I checked my timer and felt a flood of elation when I saw it had refreshed. This hour-long time limit was a serious problem, and I needed to extend it as soon as possible. I waited a few seconds and pieced together the best plan I could cook up.
Ma was obviously guarding me by the fireplace. She hadn’t mentioned anything about my ava
tar, and I wondered whether her lack of knowledge about dungeons also meant she didn’t know I could summon one. Jeff also had made no connection between the elf he had seen and my jewel.
The best working guess I had was that the trolls didn’t know I could summon Von Dominus.
A bunch of knives, cleavers, and other carving tools lay on the benchtop. That’d be my first point of call—I could grab a few as soon as I entered my avatar and then deal with Ma swiftly while she was still sleeping.
Or at least, do my damn best to put her down.
Then I could handle Jeff and Bertha. They were stronger than me, so I’d have to take a stealthy approach. I could just book it without them noticing, but if I made it my mission to gore their mother in her sleep, it stood to reason they’d come after me. At least a gruesome death would send a message to Gavin and the guild.
I wasn’t a dungeon core to be messed with.

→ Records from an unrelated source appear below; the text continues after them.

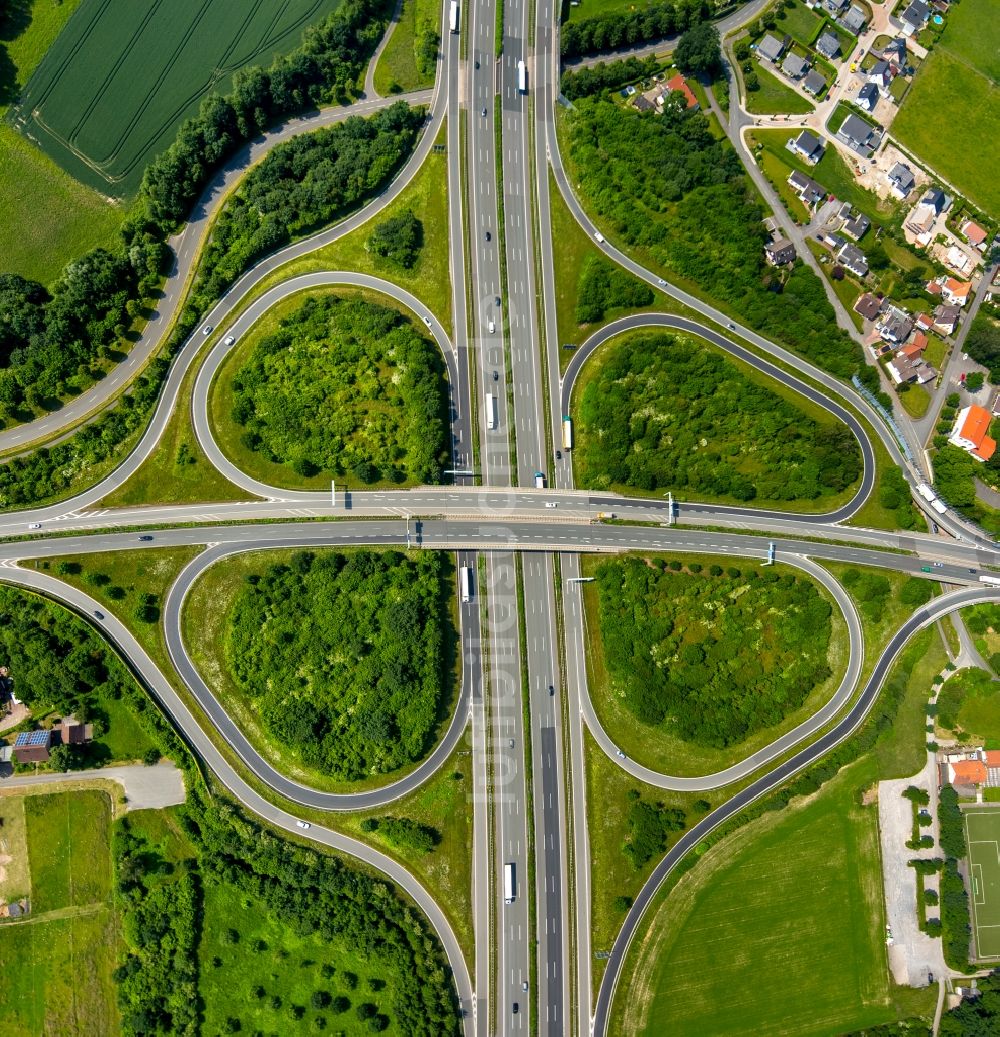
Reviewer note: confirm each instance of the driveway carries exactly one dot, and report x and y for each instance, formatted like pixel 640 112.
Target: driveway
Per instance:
pixel 913 954
pixel 145 788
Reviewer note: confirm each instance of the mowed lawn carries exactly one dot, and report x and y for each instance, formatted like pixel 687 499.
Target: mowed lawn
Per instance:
pixel 57 971
pixel 48 217
pixel 778 931
pixel 111 91
pixel 951 120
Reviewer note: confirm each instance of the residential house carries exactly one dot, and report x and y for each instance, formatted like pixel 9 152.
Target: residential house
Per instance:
pixel 868 306
pixel 852 258
pixel 770 49
pixel 974 234
pixel 867 97
pixel 900 179
pixel 678 85
pixel 828 45
pixel 855 20
pixel 807 145
pixel 914 18
pixel 880 76
pixel 901 369
pixel 794 65
pixel 855 224
pixel 895 326
pixel 780 252
pixel 805 187
pixel 971 430
pixel 946 318
pixel 32 747
pixel 858 135
pixel 955 292
pixel 813 83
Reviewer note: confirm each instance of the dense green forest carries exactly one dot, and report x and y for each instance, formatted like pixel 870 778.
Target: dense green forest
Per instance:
pixel 170 887
pixel 665 185
pixel 604 287
pixel 619 29
pixel 58 663
pixel 345 656
pixel 345 387
pixel 715 657
pixel 304 184
pixel 666 412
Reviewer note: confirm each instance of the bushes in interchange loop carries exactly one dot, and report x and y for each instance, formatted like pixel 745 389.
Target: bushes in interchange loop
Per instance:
pixel 345 386
pixel 663 412
pixel 343 656
pixel 714 659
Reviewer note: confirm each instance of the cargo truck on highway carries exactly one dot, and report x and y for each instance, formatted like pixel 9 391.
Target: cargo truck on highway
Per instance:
pixel 508 884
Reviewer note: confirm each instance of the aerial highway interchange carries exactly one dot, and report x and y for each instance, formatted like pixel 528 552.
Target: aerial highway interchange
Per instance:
pixel 530 810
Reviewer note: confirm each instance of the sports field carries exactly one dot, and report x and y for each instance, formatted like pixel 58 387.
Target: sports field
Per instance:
pixel 121 76
pixel 982 837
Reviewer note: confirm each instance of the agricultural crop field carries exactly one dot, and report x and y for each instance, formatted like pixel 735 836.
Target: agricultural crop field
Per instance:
pixel 155 62
pixel 982 838
pixel 959 76
pixel 58 967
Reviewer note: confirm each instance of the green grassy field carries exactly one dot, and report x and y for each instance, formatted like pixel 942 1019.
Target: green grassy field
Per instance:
pixel 959 148
pixel 982 838
pixel 156 64
pixel 777 933
pixel 655 746
pixel 397 68
pixel 49 218
pixel 58 969
pixel 774 96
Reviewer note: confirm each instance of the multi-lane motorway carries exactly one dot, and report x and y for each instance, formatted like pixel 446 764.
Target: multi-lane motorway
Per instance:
pixel 523 690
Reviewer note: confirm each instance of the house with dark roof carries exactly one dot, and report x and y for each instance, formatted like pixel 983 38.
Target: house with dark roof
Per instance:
pixel 828 45
pixel 867 96
pixel 858 135
pixel 32 747
pixel 780 252
pixel 794 65
pixel 852 258
pixel 914 18
pixel 770 49
pixel 900 179
pixel 805 187
pixel 868 306
pixel 813 83
pixel 806 145
pixel 855 20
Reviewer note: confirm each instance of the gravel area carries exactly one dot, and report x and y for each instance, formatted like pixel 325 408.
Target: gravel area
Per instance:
pixel 913 954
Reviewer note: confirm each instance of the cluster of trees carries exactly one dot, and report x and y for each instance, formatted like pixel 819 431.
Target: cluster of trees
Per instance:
pixel 605 76
pixel 158 982
pixel 57 663
pixel 399 240
pixel 49 337
pixel 327 64
pixel 664 412
pixel 716 659
pixel 650 825
pixel 343 656
pixel 305 183
pixel 620 29
pixel 325 67
pixel 954 899
pixel 669 188
pixel 346 387
pixel 604 287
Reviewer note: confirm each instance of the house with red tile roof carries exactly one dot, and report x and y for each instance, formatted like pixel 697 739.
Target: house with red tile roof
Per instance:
pixel 970 432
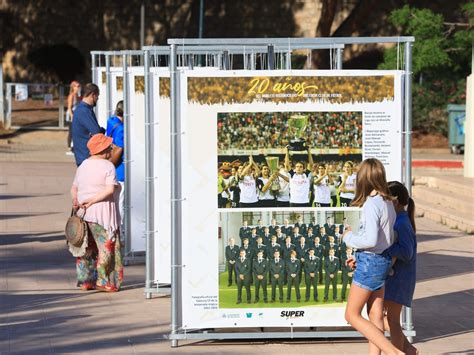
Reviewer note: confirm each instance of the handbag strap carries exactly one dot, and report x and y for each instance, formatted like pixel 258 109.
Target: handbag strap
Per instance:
pixel 75 210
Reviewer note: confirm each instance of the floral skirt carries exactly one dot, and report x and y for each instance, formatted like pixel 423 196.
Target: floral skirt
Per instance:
pixel 102 262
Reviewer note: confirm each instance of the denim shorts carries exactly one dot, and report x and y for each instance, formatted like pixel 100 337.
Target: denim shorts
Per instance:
pixel 371 270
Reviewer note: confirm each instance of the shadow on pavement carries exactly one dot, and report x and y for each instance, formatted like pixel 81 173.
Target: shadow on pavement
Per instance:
pixel 20 238
pixel 13 215
pixel 12 197
pixel 433 265
pixel 454 313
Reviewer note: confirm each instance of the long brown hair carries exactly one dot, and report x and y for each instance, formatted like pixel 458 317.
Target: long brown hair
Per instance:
pixel 371 176
pixel 400 192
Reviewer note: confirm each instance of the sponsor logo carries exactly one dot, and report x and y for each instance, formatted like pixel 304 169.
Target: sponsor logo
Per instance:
pixel 292 314
pixel 231 315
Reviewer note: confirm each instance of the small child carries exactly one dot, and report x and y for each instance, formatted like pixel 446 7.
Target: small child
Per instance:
pixel 399 288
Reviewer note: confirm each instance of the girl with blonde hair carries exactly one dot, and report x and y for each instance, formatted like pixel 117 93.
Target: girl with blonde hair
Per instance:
pixel 375 236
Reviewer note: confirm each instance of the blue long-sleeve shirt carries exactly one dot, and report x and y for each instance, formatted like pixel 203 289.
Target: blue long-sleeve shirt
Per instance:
pixel 115 130
pixel 400 286
pixel 84 125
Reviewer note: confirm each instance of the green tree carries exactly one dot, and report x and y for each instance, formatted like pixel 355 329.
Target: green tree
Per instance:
pixel 441 62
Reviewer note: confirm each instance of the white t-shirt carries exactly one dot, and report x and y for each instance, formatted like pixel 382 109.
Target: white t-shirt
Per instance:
pixel 322 191
pixel 284 193
pixel 299 187
pixel 248 190
pixel 267 195
pixel 350 184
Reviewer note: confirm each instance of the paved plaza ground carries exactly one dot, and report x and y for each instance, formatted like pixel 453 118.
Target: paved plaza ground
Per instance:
pixel 42 311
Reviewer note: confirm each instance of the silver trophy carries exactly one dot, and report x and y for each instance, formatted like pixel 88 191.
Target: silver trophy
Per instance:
pixel 274 166
pixel 296 126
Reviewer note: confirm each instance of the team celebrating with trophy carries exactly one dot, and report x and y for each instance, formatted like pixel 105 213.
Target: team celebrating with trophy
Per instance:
pixel 290 184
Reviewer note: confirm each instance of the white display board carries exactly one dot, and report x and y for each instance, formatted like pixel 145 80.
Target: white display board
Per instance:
pixel 116 92
pixel 137 158
pixel 208 102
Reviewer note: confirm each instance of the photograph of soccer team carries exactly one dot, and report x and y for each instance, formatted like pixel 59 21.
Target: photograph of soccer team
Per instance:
pixel 288 159
pixel 294 258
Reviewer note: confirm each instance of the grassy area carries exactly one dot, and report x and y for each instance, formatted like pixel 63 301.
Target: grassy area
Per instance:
pixel 228 296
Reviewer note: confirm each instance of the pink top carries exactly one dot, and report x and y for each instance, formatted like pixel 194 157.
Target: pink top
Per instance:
pixel 91 178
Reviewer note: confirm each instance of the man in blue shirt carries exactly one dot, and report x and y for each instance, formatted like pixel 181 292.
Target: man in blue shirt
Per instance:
pixel 84 123
pixel 115 130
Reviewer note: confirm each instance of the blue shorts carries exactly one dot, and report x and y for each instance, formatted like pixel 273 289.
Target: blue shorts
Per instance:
pixel 371 270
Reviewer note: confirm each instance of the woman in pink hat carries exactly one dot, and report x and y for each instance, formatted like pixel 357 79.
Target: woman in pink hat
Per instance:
pixel 95 190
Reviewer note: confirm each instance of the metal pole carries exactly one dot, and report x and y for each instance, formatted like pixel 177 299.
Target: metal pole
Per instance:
pixel 338 58
pixel 149 180
pixel 288 60
pixel 108 85
pixel 8 118
pixel 61 106
pixel 226 60
pixel 142 24
pixel 201 18
pixel 2 105
pixel 408 107
pixel 94 75
pixel 127 153
pixel 271 57
pixel 175 195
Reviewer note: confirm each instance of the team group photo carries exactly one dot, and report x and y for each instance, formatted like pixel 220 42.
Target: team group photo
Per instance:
pixel 288 159
pixel 276 259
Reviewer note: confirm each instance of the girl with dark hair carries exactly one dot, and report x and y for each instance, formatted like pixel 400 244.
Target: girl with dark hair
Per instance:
pixel 348 184
pixel 400 286
pixel 373 263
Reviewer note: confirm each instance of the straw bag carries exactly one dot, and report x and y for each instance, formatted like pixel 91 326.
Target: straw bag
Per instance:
pixel 76 233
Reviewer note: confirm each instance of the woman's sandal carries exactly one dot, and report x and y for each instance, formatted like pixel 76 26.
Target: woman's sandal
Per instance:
pixel 107 288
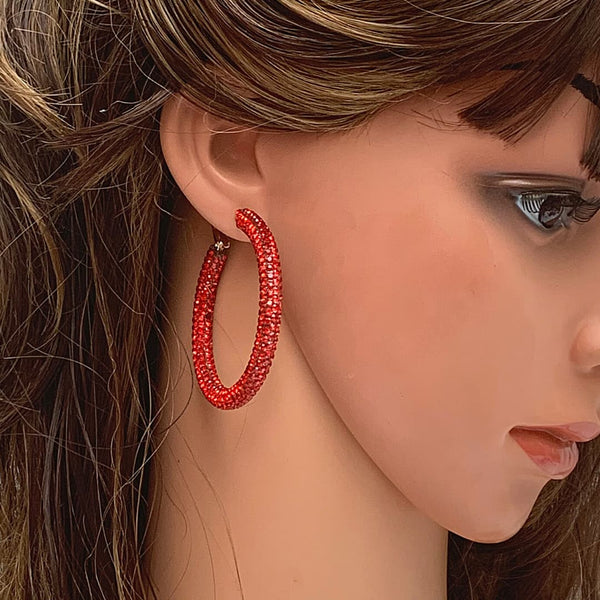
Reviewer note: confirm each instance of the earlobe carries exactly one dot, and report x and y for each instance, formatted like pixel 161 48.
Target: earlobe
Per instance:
pixel 213 161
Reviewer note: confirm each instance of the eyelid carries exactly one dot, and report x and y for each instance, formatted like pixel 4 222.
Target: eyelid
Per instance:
pixel 532 181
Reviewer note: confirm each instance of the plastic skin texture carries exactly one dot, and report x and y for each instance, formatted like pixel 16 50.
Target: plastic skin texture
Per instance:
pixel 423 318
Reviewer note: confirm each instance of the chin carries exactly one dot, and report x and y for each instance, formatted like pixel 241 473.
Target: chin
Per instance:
pixel 495 532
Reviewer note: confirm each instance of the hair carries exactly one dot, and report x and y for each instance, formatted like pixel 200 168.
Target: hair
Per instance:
pixel 85 200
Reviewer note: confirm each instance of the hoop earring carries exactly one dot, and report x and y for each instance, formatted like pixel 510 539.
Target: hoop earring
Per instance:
pixel 269 314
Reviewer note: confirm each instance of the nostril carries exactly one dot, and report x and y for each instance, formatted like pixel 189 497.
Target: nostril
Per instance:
pixel 585 350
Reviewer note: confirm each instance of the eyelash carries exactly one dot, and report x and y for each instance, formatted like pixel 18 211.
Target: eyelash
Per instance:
pixel 549 207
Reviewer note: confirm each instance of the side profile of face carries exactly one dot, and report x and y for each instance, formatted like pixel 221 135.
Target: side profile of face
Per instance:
pixel 435 314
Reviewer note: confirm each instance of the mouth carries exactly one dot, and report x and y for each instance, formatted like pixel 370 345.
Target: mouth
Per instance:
pixel 556 457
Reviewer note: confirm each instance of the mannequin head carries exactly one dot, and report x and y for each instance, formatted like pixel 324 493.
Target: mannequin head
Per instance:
pixel 421 296
pixel 363 136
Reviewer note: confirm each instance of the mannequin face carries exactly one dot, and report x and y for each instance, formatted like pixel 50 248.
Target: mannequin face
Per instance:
pixel 435 315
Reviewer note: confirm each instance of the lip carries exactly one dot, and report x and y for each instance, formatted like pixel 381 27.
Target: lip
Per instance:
pixel 555 457
pixel 572 432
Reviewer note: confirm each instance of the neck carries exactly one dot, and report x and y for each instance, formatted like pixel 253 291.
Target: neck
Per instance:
pixel 277 494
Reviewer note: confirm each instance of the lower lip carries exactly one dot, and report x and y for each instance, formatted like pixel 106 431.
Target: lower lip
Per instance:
pixel 553 456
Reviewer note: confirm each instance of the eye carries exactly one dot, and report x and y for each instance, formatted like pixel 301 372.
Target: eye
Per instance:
pixel 553 210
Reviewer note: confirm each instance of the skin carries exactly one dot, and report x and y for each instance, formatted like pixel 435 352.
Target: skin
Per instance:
pixel 423 319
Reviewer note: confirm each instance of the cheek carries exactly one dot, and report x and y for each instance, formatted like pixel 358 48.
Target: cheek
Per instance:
pixel 411 321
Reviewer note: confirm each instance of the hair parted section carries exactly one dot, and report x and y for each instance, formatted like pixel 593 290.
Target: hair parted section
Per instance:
pixel 84 205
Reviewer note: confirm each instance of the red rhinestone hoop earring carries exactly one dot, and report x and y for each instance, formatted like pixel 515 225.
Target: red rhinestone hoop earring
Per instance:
pixel 269 314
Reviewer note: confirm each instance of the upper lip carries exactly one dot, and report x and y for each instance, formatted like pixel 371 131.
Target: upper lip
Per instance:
pixel 572 432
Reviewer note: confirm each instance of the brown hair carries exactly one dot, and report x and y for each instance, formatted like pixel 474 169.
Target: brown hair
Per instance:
pixel 85 198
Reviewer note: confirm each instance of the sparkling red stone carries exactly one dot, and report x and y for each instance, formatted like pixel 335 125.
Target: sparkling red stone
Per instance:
pixel 269 317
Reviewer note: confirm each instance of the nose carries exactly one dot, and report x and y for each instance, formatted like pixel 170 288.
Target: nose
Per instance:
pixel 585 351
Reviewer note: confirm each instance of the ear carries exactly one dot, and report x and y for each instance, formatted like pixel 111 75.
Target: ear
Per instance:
pixel 213 162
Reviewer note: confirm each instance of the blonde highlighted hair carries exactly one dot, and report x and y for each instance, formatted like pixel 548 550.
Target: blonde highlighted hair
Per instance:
pixel 84 206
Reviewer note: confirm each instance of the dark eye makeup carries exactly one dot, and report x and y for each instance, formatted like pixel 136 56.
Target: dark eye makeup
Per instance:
pixel 549 202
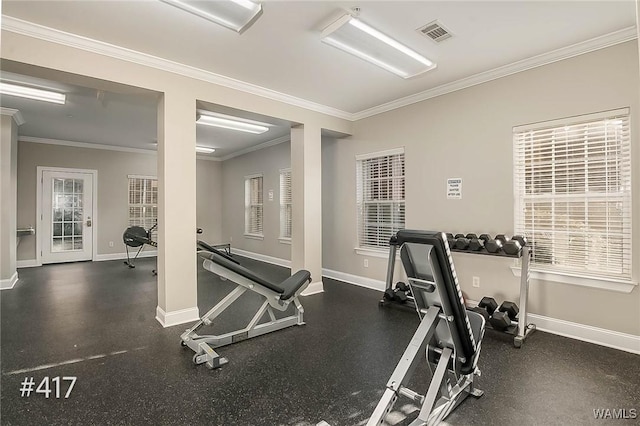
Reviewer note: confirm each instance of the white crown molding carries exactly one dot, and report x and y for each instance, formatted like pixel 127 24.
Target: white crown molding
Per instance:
pixel 41 32
pixel 263 145
pixel 85 145
pixel 16 114
pixel 587 46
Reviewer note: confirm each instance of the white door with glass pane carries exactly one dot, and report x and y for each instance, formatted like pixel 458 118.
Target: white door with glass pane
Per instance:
pixel 66 233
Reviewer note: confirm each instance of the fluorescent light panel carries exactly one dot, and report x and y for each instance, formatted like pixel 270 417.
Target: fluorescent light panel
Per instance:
pixel 237 15
pixel 204 149
pixel 360 39
pixel 32 93
pixel 200 149
pixel 232 123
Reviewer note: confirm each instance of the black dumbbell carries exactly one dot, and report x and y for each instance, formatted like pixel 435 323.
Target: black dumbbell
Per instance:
pixel 462 243
pixel 502 238
pixel 389 295
pixel 482 312
pixel 485 237
pixel 476 244
pixel 500 321
pixel 488 303
pixel 450 239
pixel 493 246
pixel 402 286
pixel 511 310
pixel 521 239
pixel 512 247
pixel 400 296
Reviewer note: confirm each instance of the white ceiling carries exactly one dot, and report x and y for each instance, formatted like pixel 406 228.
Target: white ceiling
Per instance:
pixel 282 50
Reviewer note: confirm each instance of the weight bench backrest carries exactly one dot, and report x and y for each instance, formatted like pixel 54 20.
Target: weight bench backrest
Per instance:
pixel 426 258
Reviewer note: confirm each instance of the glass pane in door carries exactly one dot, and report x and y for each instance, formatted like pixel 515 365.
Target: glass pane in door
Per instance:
pixel 67 215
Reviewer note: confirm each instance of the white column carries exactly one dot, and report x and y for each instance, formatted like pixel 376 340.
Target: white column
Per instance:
pixel 177 278
pixel 9 197
pixel 306 190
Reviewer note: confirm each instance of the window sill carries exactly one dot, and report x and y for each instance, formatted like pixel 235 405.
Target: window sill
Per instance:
pixel 610 284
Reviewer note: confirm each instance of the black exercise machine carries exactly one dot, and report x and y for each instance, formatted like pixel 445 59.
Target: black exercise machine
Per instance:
pixel 278 296
pixel 448 335
pixel 137 237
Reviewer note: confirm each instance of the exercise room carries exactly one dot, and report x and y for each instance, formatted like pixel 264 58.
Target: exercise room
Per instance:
pixel 318 213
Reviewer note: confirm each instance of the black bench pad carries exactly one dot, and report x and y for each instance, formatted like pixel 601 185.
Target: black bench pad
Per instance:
pixel 286 289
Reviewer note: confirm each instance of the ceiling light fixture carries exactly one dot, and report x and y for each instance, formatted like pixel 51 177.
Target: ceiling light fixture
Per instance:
pixel 353 36
pixel 232 123
pixel 32 93
pixel 237 15
pixel 204 149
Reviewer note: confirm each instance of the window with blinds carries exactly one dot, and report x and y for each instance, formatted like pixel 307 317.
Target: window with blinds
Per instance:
pixel 143 202
pixel 573 193
pixel 253 205
pixel 380 197
pixel 285 204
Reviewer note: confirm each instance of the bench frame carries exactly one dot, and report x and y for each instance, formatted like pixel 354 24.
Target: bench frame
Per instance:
pixel 204 345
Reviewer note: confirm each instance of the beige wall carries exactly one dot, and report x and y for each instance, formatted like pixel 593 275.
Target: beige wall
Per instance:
pixel 8 179
pixel 209 200
pixel 268 162
pixel 113 169
pixel 468 134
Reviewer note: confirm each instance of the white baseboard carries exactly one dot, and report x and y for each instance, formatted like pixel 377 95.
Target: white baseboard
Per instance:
pixel 262 257
pixel 586 333
pixel 354 279
pixel 169 319
pixel 28 263
pixel 9 283
pixel 121 256
pixel 313 288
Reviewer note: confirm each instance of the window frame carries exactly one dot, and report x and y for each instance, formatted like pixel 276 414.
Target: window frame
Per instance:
pixel 284 223
pixel 602 279
pixel 144 219
pixel 248 207
pixel 377 250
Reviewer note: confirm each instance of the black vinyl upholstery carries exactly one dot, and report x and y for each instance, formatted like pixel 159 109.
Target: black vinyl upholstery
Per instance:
pixel 286 289
pixel 463 327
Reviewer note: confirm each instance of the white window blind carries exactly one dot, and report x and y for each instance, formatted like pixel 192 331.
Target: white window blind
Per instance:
pixel 143 202
pixel 285 203
pixel 573 194
pixel 380 197
pixel 253 205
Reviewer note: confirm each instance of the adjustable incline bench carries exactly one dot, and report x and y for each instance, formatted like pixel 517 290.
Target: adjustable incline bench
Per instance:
pixel 449 335
pixel 276 296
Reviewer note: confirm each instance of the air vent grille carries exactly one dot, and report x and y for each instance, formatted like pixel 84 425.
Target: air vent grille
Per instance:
pixel 435 31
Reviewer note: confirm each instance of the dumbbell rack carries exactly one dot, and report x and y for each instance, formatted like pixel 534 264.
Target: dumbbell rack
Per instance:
pixel 523 328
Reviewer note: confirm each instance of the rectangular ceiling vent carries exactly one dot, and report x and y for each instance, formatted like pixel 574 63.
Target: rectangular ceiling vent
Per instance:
pixel 435 31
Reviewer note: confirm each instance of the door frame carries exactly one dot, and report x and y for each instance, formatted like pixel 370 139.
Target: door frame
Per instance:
pixel 39 212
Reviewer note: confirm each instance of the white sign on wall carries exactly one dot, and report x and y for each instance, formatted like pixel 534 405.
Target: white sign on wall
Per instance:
pixel 454 188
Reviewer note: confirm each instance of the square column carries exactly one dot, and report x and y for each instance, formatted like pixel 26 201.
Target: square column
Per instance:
pixel 177 270
pixel 9 196
pixel 306 191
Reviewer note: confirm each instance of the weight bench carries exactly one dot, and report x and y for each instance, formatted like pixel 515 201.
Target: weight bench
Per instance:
pixel 276 296
pixel 448 335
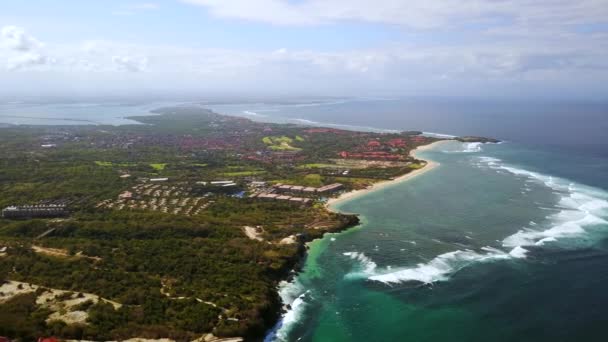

I summoned my avatar. The elf materialized, unblinking and still, and I felt a rush of anticipation at the prospect of again owning a mobile body. I extended my consciousness to the avatar and then infused it into him.
Ma maintained her snoring and didn’t stir at all. Blinking, I flexed my hands, rolled my shoulders, and let my senses adjust to their new surroundings. Now, I could smell the revolting meat spitted over the fire and feel the warmth through actual skin instead of crystalline fractals.
I grabbed my dungeon heart from the mantelpiece when the hackles on the back of my neck stood up.
“Going somewhere?” The formerly unconscious troll popped her head up as soon as I turned around.
So much for asleep. Shit. They knew about the avatar. Well, I couldn’t do anything except play it cool. I relaxed, smiled, and bared my fangs at her as charmingly as I could. There was no need to turn this into a fight if it didn’t need to be one.
I attempted to move when I felt someone horrifyingly strong catch me in some kind of armlock, twisting my shoulder until I could feel my bones grind together.
“Hello, Mr. Core,” Bertha murmured behind me. “We’re gonna have a good time.”